Chapter 1: In my next life?
---
Hello. My name is Kai. I'm 17. A dropout. A NEET. And despite what people might assume, there's a strange kind of peace in it all like floating in still water, the world around me muffled and far away. Honestly, I didn't plan for it to turn out this way. No one really does. But now, this is my reality.
I was watching some dumb video online today, one of those "get your life together" montages with dramatic music and flashing images of success. Normally, I'd scroll past, maybe scoff, but something about this one stuck with me. It hit too close to home. Made me think about everything I've done and stuff I've been thinking about for a while. So here I am, writing this. I don't even know why. Maybe I just want someone anyone to understand.
You're probably wondering how I ended up like this. Why I dropped out. Why I chose this path of isolation. To be honest? It's because I hate people. I don't say that lightly. I've tried to like them. I've tried to fit in. But time after time, I learned the same painful lesson: people can't be trusted. They lie. They turn on you. They smile while hiding knives behind their backs. I used to mooch off my parents, yeah. But now they're dead. And with them, a part of me that believed in anything like safety, or home, or family.
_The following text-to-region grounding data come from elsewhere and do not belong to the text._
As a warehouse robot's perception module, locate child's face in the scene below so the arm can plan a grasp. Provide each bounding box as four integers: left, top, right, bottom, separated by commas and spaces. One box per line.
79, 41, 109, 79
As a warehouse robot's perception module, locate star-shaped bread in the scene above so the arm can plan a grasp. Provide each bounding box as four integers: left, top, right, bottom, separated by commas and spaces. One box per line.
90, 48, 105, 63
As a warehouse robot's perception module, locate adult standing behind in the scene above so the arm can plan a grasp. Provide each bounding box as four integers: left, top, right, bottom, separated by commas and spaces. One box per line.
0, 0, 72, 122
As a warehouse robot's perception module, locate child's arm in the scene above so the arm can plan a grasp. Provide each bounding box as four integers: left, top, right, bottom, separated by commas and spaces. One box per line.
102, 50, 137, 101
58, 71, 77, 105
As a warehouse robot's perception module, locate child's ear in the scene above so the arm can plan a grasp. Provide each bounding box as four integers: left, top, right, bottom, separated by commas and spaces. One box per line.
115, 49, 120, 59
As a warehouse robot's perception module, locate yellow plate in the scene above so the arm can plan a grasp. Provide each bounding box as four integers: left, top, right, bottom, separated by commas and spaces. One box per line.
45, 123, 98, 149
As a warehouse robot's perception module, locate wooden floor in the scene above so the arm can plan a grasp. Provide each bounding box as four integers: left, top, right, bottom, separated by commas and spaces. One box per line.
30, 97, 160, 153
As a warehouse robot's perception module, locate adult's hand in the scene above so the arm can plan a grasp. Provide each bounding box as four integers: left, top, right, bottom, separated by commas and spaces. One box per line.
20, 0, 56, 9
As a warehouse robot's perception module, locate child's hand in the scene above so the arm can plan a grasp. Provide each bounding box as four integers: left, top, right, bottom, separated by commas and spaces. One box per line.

All I do now is train and read novels. Those are the two things that keep me sane. Training helps me escape my thoughts. Reading lets me pretend I'm someone else. Both of them started with those 3AM bursts of motivation you know the ones. When the world is quiet and it feels like maybe, just maybe, you can become someone better. Someone admired. Someone strong.
But somewhere along the way, I stopped trying to become better for the real world. I spiraled. Instead of reading self-help books, I drowned myself in light novels. Escapism? Maybe. Probably. But those stories Those fantasies were the only places I ever felt content
I did try, though. After some time, I came out of my shell. I made friends. Went out. Tried to find a girlfriend. All the normal things people say you need to be happy. But it all felt... hollow. Every decision seemed layered with expectation. Choosing to hang out with one friend over another became a game of politics. Saying the wrong thing made people call you fake. And god forbid you have interests that aren't cool enough.
There's one moment that still haunts me. There was this girl unfortunate looking, by most people's standards. But she liked the same novel I did. We connected, even if just a little. I started a conversation with her, genuinely excited. But when my so-called friends saw us, they mocked us both. Her for how she looked. Me for talking to her. I panicked. I laughed with them. Even made a few jokes at her expense, trying to protect myself. Thought it was harmless. Just words.
But she switched schools.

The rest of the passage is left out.